Acute pancreatitis should be considered. The ability to recognize acute pancreatitis may be impaired because of the assumption that an elevated amylase level is due to vomiting. Serum lipase levels should be obtained or computed tomography (CT) considered if epigastric tenderness is significant.
Treatment & Management
Emergency department care
Comprehensive recommendations for the management of bulimia nervosa have been provided by the American Psychiatric Association (APA) in Practice Guidelines for the Treatment of Patients With Eating Disorders, Third Edition.
It is the position of the American Dietetic Association that nutrition intervention, including nutritional counseling by a registered dietitian (RD), is an essential component of team treatment of patients with anorexia nervosa, bulimia nervosa, and other eating disorders (EDs) during assessment and treatment across the continuum of care. 
Complications of bulimia that are treatable in the emergency setting may include volume depletion, electrolyte abnormalities, esophagitis, Mallory-Weiss tear, esophageal or gastric rupture (see the image below), pancreatitis, arrhythmia,  and adverse effects of medications (eg, ipecac or appetite suppressants).
Associated illnesses, including depression, anxiety disorders, and substance abuse, increase the risk of other illness and injury—hence the recommendation to question patients directly regarding suicidal ideation.

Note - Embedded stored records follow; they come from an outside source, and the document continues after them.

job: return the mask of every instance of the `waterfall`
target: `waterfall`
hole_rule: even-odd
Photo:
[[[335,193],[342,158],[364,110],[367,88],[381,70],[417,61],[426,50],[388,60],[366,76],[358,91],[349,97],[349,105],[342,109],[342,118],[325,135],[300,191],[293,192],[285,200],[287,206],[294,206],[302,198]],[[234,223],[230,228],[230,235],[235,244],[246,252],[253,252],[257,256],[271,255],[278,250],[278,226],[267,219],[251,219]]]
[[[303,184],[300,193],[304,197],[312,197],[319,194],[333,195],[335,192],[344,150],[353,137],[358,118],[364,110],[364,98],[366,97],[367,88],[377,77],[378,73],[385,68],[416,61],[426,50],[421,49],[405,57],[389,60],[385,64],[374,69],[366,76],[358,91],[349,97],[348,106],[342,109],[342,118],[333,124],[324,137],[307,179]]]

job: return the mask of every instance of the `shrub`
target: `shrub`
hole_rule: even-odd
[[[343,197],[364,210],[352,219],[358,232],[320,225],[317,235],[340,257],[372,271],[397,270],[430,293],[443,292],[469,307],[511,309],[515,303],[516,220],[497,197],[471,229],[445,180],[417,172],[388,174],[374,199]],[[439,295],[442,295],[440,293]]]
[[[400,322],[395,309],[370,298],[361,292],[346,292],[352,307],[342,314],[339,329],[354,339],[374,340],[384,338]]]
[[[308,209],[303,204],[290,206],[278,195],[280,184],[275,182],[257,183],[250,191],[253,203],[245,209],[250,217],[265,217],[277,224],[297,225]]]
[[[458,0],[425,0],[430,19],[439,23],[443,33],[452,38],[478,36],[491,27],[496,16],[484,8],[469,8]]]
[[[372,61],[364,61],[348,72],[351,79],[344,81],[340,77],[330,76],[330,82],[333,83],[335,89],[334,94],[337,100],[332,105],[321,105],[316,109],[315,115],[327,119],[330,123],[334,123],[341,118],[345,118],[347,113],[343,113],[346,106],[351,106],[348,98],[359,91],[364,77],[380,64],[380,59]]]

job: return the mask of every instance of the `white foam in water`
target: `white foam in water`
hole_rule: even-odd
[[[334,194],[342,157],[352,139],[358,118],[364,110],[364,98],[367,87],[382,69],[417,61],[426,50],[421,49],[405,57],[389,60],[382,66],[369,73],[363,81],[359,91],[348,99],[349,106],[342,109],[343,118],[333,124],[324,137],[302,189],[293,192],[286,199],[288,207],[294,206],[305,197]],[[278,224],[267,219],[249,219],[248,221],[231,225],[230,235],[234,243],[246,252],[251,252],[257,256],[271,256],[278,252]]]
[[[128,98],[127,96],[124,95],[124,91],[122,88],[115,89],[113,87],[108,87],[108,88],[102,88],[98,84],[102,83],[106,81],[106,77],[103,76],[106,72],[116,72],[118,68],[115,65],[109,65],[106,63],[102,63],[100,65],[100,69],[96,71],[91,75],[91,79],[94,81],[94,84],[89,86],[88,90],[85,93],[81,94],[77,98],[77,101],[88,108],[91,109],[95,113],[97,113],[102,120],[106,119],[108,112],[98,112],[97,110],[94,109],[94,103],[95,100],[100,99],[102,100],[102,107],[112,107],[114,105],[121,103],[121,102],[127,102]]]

Patients should be warned against the use of diet pills and amphetamines, as well as energy pills and diet teas that claim to be all-natural. All-natural supplements often contain herbal forms of caffeine and ephedrine and have been associated with hypertension and cerebrovascular accident.
As new therapies to treat bulimia are introduced, their potential adverse effects must be taken into account. Such adverse effects may include nephrolithiasis, glaucoma, seizure, and metabolic derangement.
Patients with eating disorders who are seen for an apparently unrelated problem benefit from being seen by an emergency physician who can promptly recognize an eating disorder and can provide appropriate initial management and suitable referral. Diagnostic criteria have been published by the APA. 
Psychiatric and medical consultation
For patients who are unable to halt the dangerous sequence of dieting, binging, and purging, admission to a psychiatric unit may be necessary to break the cycle. Psychiatric hospitalization may also be necessary for patients who have severe depression and suicidal ideation, experience a greater than 30% weight loss over 3 months, fail to maintain an outpatient weight contract, or are involved in a family crisis. 
Admission to a medical facility is warranted for patients with significant electrolyte or metabolic disturbance or another physical complication of binging or purging (eg, Mallory-Weiss tear, esophageal rupture, or pancreatitis).
All patients suspected of having an eating disorder should be referred to a psychiatrist for further evaluation. If possible, arrangements should be made for follow-up within 2 days.